Step-wells of Indian

Step-wells are deep wells where water is reached by descending a set of steps.

Due to long dry summers and very little rain, water levels drop in regions like Rajasthan & Gujarat.

Step-wells over the centuries evolved to reach extremely low water levels and for other water-related requirements. Due to their architecture, they even acted as ancient air conditioners.

These might have started as water reservoirs but with time these step-wells became sanctuaries for praying, daily rituals, and a place for community get-togethers.

They are a perfect example of irrigation and water storage systems developed in India to cope with fluctuating water levels.

Here is a list of the ones I have been to.

Rani Ki Vav – Gujarat

This 11th-century stepwell is the latest addition to the UNESCO world heritage sites list. This Queen’s stepwell is definitely the Queen of all step wells in the world.
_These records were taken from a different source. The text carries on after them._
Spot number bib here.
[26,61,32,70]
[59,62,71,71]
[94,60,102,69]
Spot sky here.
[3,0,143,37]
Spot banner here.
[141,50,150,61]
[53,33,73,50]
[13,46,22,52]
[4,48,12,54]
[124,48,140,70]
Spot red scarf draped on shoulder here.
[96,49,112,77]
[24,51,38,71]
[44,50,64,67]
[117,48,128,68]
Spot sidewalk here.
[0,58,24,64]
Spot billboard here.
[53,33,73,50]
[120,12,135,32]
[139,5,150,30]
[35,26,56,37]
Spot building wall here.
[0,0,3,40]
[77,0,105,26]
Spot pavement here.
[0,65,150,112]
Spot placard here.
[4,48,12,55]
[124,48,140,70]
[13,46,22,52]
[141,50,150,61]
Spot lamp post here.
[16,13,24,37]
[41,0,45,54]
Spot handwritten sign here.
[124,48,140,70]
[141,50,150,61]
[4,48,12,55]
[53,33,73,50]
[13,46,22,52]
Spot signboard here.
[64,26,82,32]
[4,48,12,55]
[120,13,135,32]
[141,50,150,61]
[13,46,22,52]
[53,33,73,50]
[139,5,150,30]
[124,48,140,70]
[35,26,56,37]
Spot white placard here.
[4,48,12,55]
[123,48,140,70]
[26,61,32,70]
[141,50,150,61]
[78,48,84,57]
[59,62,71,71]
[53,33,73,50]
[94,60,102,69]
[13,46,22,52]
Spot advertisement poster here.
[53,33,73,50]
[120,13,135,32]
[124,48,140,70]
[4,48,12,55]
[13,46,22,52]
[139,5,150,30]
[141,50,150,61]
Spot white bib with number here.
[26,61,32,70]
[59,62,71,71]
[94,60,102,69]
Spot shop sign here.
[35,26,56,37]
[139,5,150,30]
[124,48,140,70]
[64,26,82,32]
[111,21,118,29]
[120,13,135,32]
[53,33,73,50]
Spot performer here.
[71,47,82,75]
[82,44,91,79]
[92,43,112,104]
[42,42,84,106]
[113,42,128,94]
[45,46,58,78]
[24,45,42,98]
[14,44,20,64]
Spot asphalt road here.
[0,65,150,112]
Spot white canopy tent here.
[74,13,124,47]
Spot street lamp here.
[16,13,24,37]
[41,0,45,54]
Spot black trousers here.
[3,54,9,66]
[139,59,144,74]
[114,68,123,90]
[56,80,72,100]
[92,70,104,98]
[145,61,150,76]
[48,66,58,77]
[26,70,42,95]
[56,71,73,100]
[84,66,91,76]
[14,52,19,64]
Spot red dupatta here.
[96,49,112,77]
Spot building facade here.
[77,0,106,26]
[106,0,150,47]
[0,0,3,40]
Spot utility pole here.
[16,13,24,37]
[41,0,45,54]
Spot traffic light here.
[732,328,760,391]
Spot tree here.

This 7-level stepwell is an example of Ancient India’s finest design and architecture.

It is built on the bank of river Saraswati and situated in Patan in Gujarat.

Since the Saraswati river has completely dried up now, there is no water in the Vaav during most months except monsoon.

Chand Bawdi – Rajasthan

Chand Bawdi (Bawdi means stepwell in the local language) is 1000-year-old stepwell in Abhaneri village 100 km from Jaipur.

It has around 3500 narrow steps and was once the main source of water for the nearby villages.

This Bawdi is 100 feet deep and is one of India’s largest and deepest step-wells.

On one side of the bawdi is an enclosed courtyard where people can sit and enjoy the views while the other three sides have narrow steps arranged in perfect symmetry to reach to water level.

The beautiful temple of Harsha Matta is just a few feet away from the stepwell which was destroyed by Momamadh Gazhnavi and is in ruins now.

This step-well has even been featured in movies like Bhool Bhulaya, and Paheli, and also in Hollywood movies, The Dark Knight rises & The fall.

Tip – If you are in Jaipur, then you can visit Chand Bawdi and Bhangard fort on a day trip.

Hampi Pushkaranis – Karnataka

Built during the glorious Vijayanagar Empire, Hampi step-wells ( Pushkaranis ) are sacred water tanks attached to the main temples.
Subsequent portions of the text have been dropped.